Agricultural scientists from various African countries meeting in Kampala this week, spoke in unison calling on the African population to embrace use of Genetically Modified Organisms and varieties commonly known as GMOs as a way to address challenges faced in cropping systems.
GMOs are Organisms that have had their DNA modified through genetic engineering.
Speaking at the Makerere University Regional Centre for Crop Improvement (MaRCCI) – Corteva plant science symposium 2019, the first of it’s kind in Sub Saharan Africa, Dr. Ismail Rabbi a Kenyan Agriculturalist and breeder at International Institute of Tropical Agriculture (IITA) said that GMOs are more resistant to diseases and pests than traditional varieties.
“For example the banana wilt disease, there is no natural resistance in the bananas that are being cultivated all over the world. So biotech people had to resort to bringing the transgene from capsicum and putting it in the bananas to resist banana wilt disease,” he said
Many Ugandan farmers and policy makers didn’t embrace GMOs on grounds that they cannot be replanted which is contrary to traditional crops but according Dr Bonny Oloka, the research officer Plant Breeding and Genetics at National Agricultural Research Organization (NARO), GMOs can be replanted after harvest unlike hybrids which are not replanted.
“GMOs can be replanted. What you cannot replant are hybrids because they are gotten from two different parents from diverse genetic backgrounds. So when you replant seeds from that hybrid it goes back to the genetics of the parents which are poor performers. So what you normally need to have are seeds that are got from direct crosses,” said Oloka
On claims that GMOs being the cause of nodding diseases, cancers and other illnesses, Oloka noted that GMOs are rarely consumed in Uganda and added that countries like United States of America (USA) where they are heavily consumed have not experienced the above mentioned illnesses.

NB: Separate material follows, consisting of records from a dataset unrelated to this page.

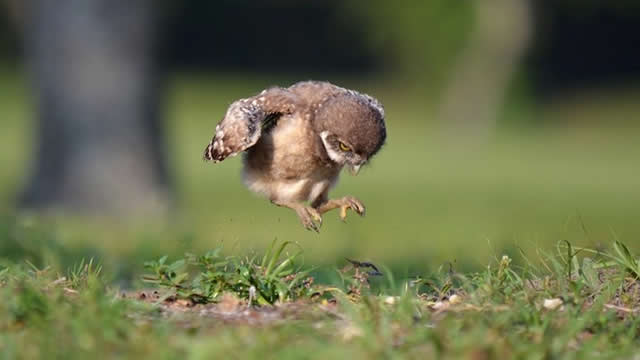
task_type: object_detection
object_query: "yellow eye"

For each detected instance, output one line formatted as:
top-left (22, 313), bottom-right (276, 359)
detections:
top-left (340, 142), bottom-right (351, 151)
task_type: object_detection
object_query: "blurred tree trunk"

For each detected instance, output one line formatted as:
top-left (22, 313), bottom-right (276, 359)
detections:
top-left (440, 0), bottom-right (533, 141)
top-left (22, 0), bottom-right (170, 216)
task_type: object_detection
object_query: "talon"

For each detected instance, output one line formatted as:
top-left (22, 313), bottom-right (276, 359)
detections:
top-left (297, 207), bottom-right (322, 233)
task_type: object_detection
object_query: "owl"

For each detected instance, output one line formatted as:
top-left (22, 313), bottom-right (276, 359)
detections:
top-left (204, 81), bottom-right (387, 232)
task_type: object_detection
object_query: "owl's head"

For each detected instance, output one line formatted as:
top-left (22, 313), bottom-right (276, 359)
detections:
top-left (314, 92), bottom-right (387, 174)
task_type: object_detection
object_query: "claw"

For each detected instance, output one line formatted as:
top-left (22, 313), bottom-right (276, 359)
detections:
top-left (340, 196), bottom-right (365, 221)
top-left (296, 207), bottom-right (322, 233)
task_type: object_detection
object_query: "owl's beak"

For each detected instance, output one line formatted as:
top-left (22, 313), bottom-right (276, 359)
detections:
top-left (349, 164), bottom-right (362, 176)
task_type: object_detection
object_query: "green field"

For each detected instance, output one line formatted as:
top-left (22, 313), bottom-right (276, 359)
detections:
top-left (0, 70), bottom-right (640, 359)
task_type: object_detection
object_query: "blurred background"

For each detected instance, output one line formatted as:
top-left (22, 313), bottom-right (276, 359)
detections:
top-left (0, 0), bottom-right (640, 278)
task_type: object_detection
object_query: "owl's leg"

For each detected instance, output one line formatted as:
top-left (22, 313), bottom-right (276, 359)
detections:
top-left (271, 200), bottom-right (322, 233)
top-left (312, 196), bottom-right (365, 221)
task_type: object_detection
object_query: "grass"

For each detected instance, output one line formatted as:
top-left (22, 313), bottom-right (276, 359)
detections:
top-left (0, 225), bottom-right (640, 359)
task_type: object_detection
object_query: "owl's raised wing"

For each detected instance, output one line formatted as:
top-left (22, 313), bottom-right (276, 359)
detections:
top-left (204, 88), bottom-right (298, 162)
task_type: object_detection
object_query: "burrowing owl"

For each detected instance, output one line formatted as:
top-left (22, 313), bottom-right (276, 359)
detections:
top-left (204, 81), bottom-right (387, 232)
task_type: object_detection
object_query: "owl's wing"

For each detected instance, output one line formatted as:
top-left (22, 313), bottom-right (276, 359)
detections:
top-left (204, 88), bottom-right (298, 162)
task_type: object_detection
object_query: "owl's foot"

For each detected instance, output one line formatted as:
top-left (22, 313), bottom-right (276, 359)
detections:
top-left (317, 196), bottom-right (365, 221)
top-left (271, 201), bottom-right (322, 233)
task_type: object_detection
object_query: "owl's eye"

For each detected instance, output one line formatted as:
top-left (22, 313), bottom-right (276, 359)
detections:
top-left (339, 141), bottom-right (351, 152)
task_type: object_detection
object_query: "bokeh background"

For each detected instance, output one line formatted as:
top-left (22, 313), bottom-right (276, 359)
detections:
top-left (0, 0), bottom-right (640, 278)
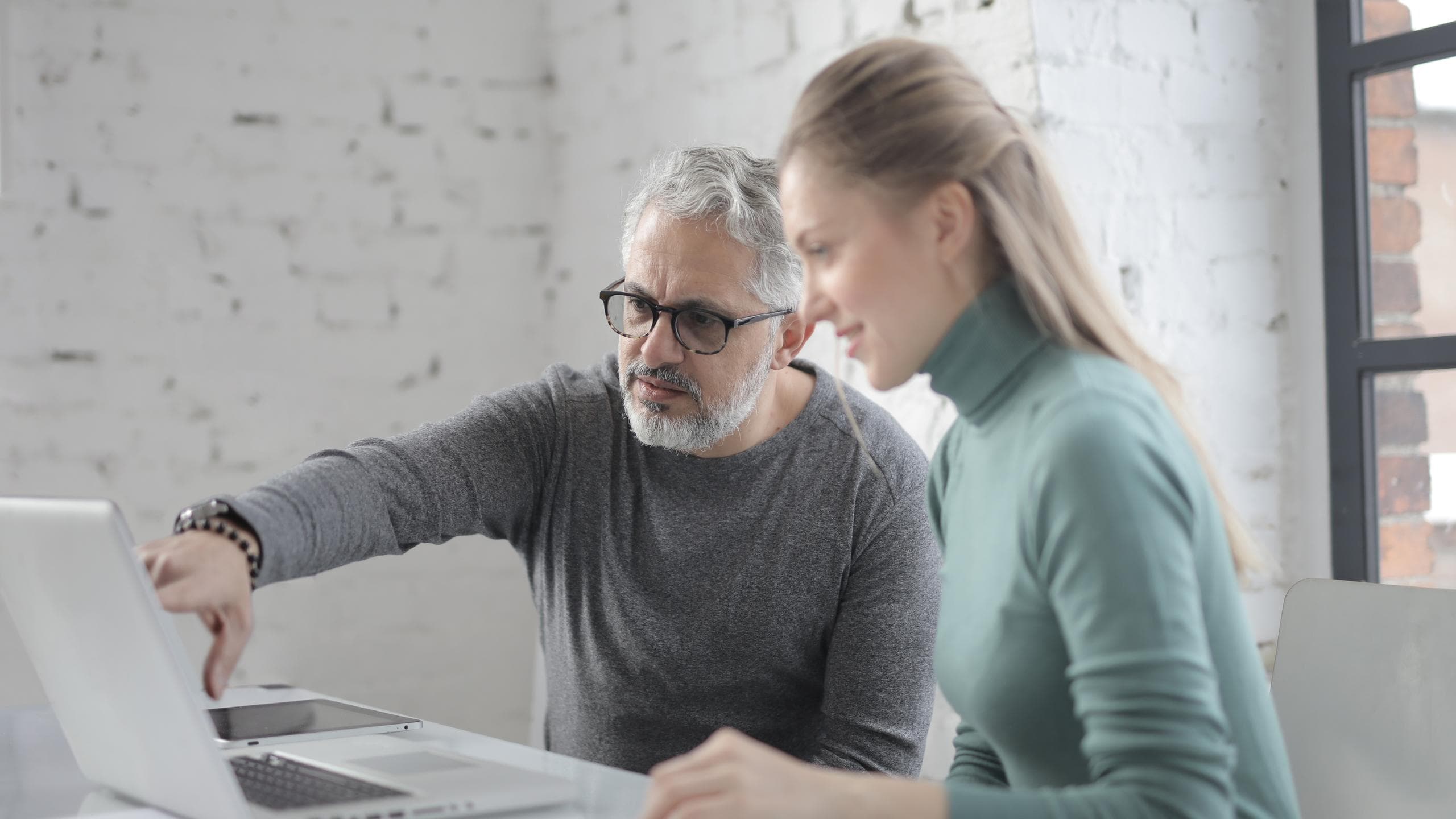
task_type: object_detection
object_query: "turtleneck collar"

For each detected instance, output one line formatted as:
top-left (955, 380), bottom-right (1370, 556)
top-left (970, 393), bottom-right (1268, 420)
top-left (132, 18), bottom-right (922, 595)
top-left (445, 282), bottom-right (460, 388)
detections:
top-left (920, 274), bottom-right (1047, 423)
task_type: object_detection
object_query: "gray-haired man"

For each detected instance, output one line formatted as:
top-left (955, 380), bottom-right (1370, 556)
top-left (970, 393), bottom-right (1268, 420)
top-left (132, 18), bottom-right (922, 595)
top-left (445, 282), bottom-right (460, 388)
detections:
top-left (143, 147), bottom-right (939, 775)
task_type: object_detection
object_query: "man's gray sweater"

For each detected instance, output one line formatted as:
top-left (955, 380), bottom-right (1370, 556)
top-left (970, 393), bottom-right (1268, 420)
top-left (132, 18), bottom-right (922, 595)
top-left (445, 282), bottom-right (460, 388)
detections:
top-left (230, 355), bottom-right (939, 775)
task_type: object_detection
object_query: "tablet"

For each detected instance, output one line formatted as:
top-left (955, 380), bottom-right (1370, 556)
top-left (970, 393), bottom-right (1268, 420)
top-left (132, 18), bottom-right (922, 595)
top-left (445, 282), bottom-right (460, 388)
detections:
top-left (207, 700), bottom-right (424, 747)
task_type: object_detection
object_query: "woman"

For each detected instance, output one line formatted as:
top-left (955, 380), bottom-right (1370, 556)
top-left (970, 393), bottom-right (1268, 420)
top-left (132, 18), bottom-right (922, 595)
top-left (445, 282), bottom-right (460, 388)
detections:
top-left (645, 39), bottom-right (1297, 819)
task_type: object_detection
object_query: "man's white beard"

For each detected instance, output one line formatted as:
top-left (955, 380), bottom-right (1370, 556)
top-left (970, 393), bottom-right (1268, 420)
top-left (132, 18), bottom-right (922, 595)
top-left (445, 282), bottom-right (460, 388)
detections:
top-left (617, 338), bottom-right (773, 453)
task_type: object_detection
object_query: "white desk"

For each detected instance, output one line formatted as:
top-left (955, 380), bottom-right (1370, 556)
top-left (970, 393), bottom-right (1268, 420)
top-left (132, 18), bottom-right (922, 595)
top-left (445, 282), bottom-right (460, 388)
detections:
top-left (0, 686), bottom-right (647, 819)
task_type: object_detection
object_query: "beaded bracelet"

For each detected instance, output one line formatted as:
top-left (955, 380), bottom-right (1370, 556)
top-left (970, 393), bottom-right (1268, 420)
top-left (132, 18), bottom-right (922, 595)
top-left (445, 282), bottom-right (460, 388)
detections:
top-left (177, 518), bottom-right (263, 589)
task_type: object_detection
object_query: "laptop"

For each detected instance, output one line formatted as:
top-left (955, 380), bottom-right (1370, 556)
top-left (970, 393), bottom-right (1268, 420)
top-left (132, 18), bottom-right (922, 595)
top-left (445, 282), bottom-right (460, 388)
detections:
top-left (0, 497), bottom-right (575, 819)
top-left (1272, 580), bottom-right (1456, 819)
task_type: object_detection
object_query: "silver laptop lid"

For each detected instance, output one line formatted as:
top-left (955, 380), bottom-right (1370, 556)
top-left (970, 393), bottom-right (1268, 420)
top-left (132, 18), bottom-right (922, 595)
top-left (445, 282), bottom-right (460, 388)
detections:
top-left (0, 497), bottom-right (250, 819)
top-left (1274, 580), bottom-right (1456, 819)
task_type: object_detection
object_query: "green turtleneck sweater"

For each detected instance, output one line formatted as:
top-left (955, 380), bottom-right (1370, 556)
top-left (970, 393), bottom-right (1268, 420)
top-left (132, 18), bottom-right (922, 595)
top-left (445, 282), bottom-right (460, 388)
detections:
top-left (925, 277), bottom-right (1299, 819)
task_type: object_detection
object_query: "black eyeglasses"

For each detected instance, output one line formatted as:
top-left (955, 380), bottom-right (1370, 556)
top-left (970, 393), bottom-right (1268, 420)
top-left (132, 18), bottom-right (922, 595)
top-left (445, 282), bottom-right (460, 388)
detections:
top-left (600, 278), bottom-right (793, 355)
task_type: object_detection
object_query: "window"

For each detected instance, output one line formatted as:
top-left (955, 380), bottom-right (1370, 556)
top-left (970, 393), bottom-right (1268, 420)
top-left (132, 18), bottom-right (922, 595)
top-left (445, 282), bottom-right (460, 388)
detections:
top-left (1316, 0), bottom-right (1456, 588)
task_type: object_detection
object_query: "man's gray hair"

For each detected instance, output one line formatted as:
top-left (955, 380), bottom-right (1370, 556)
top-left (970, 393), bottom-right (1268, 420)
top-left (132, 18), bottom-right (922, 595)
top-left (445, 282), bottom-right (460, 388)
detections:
top-left (622, 146), bottom-right (804, 310)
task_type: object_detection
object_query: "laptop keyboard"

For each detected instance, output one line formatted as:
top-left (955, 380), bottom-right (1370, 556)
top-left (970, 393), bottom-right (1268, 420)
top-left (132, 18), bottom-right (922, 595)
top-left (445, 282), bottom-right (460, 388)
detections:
top-left (229, 754), bottom-right (406, 810)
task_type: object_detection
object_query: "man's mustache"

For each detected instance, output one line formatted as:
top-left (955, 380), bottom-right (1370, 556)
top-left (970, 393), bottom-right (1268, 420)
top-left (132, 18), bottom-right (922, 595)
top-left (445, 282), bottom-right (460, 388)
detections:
top-left (627, 360), bottom-right (703, 401)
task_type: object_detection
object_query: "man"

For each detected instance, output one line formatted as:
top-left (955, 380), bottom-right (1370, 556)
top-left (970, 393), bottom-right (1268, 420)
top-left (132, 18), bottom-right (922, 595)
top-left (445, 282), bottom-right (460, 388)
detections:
top-left (143, 147), bottom-right (939, 775)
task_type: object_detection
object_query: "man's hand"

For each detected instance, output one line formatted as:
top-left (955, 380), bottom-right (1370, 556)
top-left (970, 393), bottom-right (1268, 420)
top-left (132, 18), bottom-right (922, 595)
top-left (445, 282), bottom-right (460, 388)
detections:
top-left (137, 529), bottom-right (253, 700)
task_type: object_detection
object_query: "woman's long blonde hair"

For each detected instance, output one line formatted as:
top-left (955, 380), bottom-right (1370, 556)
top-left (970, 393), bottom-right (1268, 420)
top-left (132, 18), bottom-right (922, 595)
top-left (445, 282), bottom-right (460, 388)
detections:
top-left (779, 39), bottom-right (1269, 577)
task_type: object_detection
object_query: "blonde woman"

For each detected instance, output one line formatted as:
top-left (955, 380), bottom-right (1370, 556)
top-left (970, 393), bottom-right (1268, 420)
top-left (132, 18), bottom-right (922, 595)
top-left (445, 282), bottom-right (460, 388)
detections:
top-left (645, 39), bottom-right (1297, 819)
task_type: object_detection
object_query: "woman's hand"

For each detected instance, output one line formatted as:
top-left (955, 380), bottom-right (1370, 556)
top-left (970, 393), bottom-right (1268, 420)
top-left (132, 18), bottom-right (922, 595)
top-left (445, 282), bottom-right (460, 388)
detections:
top-left (642, 729), bottom-right (948, 819)
top-left (642, 729), bottom-right (852, 819)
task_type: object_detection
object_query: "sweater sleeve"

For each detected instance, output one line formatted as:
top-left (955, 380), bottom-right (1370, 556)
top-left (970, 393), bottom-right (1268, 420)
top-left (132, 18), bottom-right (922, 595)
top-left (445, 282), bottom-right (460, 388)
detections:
top-left (945, 720), bottom-right (1006, 788)
top-left (946, 394), bottom-right (1235, 819)
top-left (229, 370), bottom-right (556, 588)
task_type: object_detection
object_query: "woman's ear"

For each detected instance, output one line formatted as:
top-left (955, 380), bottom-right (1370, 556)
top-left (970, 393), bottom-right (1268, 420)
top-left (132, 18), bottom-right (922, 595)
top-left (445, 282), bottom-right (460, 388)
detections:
top-left (926, 181), bottom-right (977, 267)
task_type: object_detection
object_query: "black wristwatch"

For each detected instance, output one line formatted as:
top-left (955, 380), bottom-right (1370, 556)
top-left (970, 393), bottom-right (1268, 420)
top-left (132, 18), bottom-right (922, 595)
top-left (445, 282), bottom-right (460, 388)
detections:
top-left (172, 497), bottom-right (263, 588)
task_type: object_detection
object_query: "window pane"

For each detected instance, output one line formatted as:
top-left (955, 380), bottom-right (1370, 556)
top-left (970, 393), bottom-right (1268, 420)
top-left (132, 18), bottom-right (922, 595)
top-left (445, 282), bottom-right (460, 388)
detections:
top-left (1375, 370), bottom-right (1456, 589)
top-left (1364, 53), bottom-right (1456, 338)
top-left (1363, 0), bottom-right (1456, 39)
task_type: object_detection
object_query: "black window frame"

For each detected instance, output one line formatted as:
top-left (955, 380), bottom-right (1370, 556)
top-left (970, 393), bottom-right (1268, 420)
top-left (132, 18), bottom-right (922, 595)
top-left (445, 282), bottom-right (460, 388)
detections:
top-left (1315, 0), bottom-right (1456, 581)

He called on Ugandan farmers to adopt the varieties.
“GMO crop is the easiest crop to grow and manage. You don’t have to spray it. Just plant and come back to harvest”
Oloka further said that NARO has a centre known as Uganda Biosciences Information Center (UBIC) that engages youths and give them information about Agricultural Biotechnology so that the technology is embraced by young people.
“NARO also has a Biosafety section of people who go to schools to talk to students and other youths about Biotechnology. The section also involves Biosafety essay competitions for students who compete to write about Biotechnology and are given a token of appreciation,” he added
Prof. Sani Kayode, a Nigerian Agro scientist said that GMOs are safe and people should not worry about them.
“If you eat a GMO crop and tastes differently just reject. That’s what makes transgenic safe,” he said
Kayode added that the recently introduced big bananas commonly known as “kawanda” which many people said are not sweet and don’t taste like real banana are not GMOs.
Dr. Charles Mugoya chairperson National Biosafety committee of Uganda said that Uganda is reluctant to embrace GMOs and added that neighboring countries that grow these varieties import them into the country and sell them to citizens.
“In supermarkets there are GMOs and we consume them,” he added.
The unprecedented symposium in Sub Saharan Africa was attended by Agricultural scientists, researchers, students and representatives of various Universities from across the African continent.